I was leaning against a wall in a hotel suite, watching Taco lose his voice while filling in as host when the extremely erratic fiddle player (and though Cape Breton may well be full of such people, this one was an American import, no less) quit in a fit of pique in the middle of the night, when it occurred to me that I could feel my shoulder.
Like, feel the bone, as it leaned against the wall.
Please don’t get me wrong. My bones are not particularly prominent these days. But they are more so than they have been in many years. And I am at last living a bit in my body instead of entirely in my head, enough so that I actually notice things like being able to feel my bones.
With each centimetre of padding I shed, I get a little closer to the surface. In many ways, this scares the holy hell out of me, having arranged my life lo these many years in such a manner as to be protected from things like the surface. So there I was, leaning against the wall, feeling my bones. I remarked on it to Taco, and said, you skinny people, you must just get hurt all the time.
We looked at each other for that kind of split second when you realise you’ve penetrated right to the heart of your particular matter. No, he said, no more than anyone else does. And then he went back to losing his voice on stage, and I stood there, confronting the possible reality that I have made myself fat to avoid injury. Ihave surrounded myself with layers that I thought would keep me safe.

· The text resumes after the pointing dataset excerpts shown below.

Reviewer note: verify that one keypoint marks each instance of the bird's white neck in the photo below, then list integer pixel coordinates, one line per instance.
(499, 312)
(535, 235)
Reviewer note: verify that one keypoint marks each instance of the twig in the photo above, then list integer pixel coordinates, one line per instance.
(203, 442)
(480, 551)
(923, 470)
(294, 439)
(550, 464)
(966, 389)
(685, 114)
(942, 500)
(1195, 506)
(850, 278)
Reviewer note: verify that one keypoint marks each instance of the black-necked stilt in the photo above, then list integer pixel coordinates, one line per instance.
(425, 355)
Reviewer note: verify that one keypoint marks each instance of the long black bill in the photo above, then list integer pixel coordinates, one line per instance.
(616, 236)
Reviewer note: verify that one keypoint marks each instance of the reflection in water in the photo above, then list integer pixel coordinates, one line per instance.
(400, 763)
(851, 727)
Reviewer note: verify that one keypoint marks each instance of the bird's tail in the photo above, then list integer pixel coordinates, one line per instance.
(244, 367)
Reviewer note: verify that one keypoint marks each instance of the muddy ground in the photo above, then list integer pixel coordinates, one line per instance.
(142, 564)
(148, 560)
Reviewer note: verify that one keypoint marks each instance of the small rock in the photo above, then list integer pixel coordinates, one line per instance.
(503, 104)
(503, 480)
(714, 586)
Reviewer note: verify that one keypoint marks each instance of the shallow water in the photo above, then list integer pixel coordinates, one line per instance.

Which is funny, for a couple of reasons. I probably sustain more physical injuries because of my size. Creaky knees, weak ankles, back pain. All brought upon myself by my negligence.

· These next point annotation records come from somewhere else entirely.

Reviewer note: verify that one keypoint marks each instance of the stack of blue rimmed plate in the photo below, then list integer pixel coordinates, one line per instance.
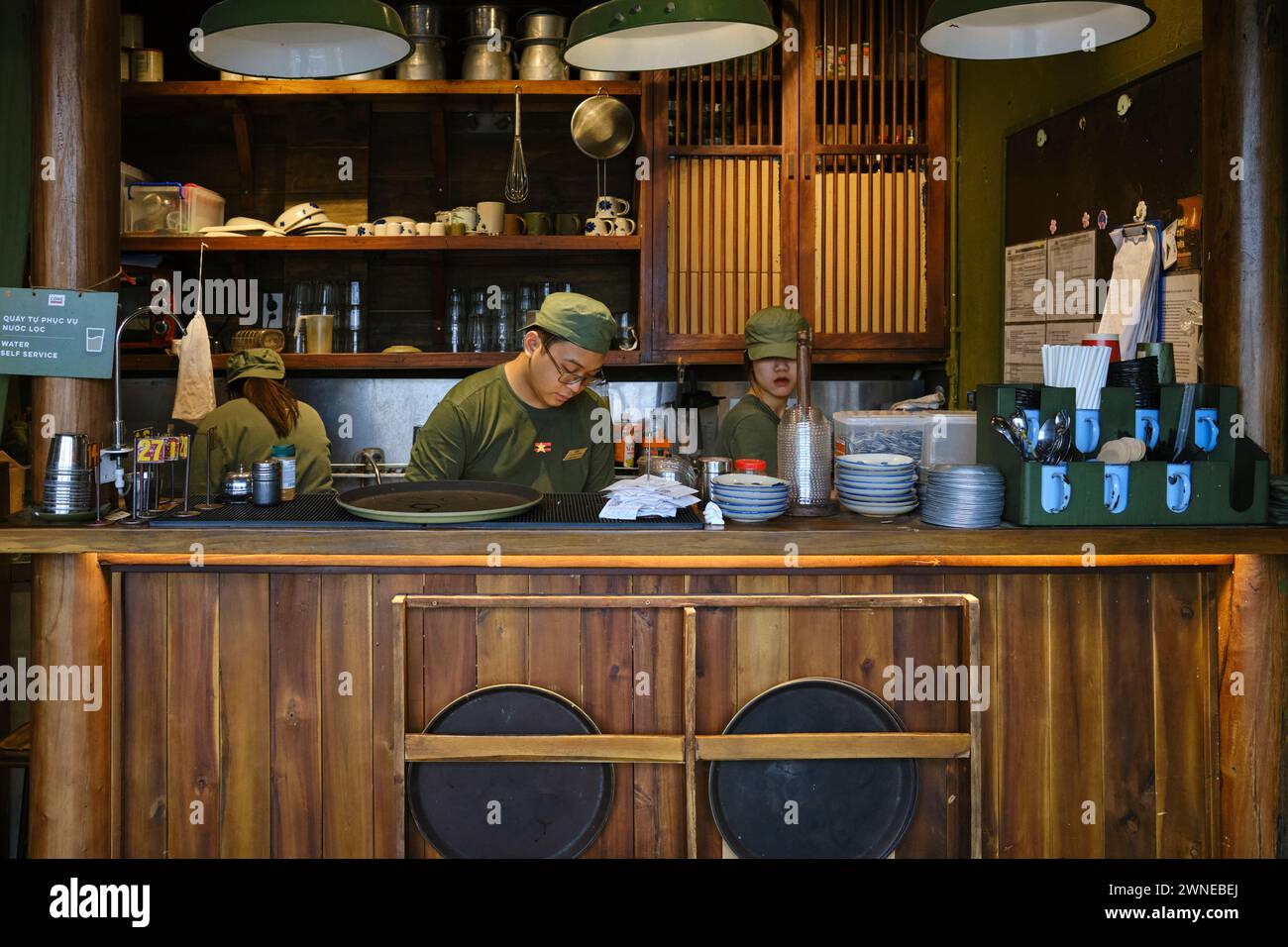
(876, 484)
(750, 497)
(966, 496)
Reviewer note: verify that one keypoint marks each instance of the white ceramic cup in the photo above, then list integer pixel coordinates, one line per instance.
(608, 206)
(490, 218)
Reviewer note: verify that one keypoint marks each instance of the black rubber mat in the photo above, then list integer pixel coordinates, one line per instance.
(321, 512)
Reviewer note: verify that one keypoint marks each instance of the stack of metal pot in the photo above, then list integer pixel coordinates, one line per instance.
(485, 48)
(424, 24)
(805, 445)
(542, 37)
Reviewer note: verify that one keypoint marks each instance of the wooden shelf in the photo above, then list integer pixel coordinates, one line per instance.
(364, 361)
(370, 89)
(576, 244)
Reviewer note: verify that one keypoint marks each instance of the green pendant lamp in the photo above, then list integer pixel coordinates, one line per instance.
(301, 39)
(643, 35)
(1025, 29)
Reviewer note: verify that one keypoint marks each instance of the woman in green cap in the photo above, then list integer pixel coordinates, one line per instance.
(750, 431)
(532, 420)
(261, 414)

And funny too because, as it turns out, carrying extra weight has in no way kept me safe. My brother died, no matter how fat I got, and while he was dying I was reaching my all-time high weight. I was trying to remember this morning if it was a size 22 or size 24 dress I wore to his funeral. The former, I think, but I can’t be sure. In any event, the flesh I’d accumulated around me, the flesh that required such a large dress in no way protected me from the pain of his death. Nor did it do anything to soften the blow of my father’s passing. Nor has it assuaged any number of hits to the heart I’ve sustained over the years. It hasn’t kept me from feeling stressed out, offended, aggrieved, broken, alone, tired, fed up, annoyed, depressed or exhausted. As a coping mechanism, in fact, it has been a complete and total bust.
Thanks for nothing, fat.
And so I welcome the still-too-rare feeling of bone against wall. More of that, I say. Naturally there’ll be days marked by pain, emotional or physical. Of course there will be. The human condition and all that. But at least it won’t be self-inflicted. At least I’ll feel that pain and know I’m strong and safe on my own merits.
1 Comments:
Couldn't have said it better myself. Fat masquerades as such a warm, soft, safe cocoon, but really it's just, well, fat.